Household production: Our research has focused heavily on the organization of economic production including subsistence, the possibility of specialization.
Regional interaction and trade. A central element in this research has been sourcing large samples of obsidian.
Site formation processes resulting from the construction, occupation and abandonment of these large post and beam structures. In all of these analyses we've had the benefit of very large artifact assemblages. They do, however, also impose their own special problems that we have to grapple with.
Our research also examines the role played by the region's native peoples in the maritime fur trade of the late 18 th and early 19 th century. Meier and Cathlapotle were occupied between ca. AD 1400 and AD 1835; Cathlapotle was visited and described by Lewis and Clark and played an important role in the fur trade on the Lower Columbia River . This aspect of the research has been expanded to include the McGowan/Station Camp site on the Columbia River estuary, which appears to be a fur-trade era native site.

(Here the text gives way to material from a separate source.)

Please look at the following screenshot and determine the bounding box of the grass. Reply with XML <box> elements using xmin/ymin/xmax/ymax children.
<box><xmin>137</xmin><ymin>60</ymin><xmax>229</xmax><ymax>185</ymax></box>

The results of this research are currently available through preliminary excavation reports and an extensive list of MA theses and dissertations. We have also produced a volume on the Household Archaeology of the Northwest Coast .
In addition to this, I am working on a comparative analysis of the evolution of complex hunter-gatherers in several of the world's regions to test current theories. This work framed by cultural evolutionary theory. A preliminary example of this work is available.
I am also working to tie up one massive loose end: the final excavation report for the Hatwai site which I directed in the mid-1970s (yes, that long ago). No excuses beyond life.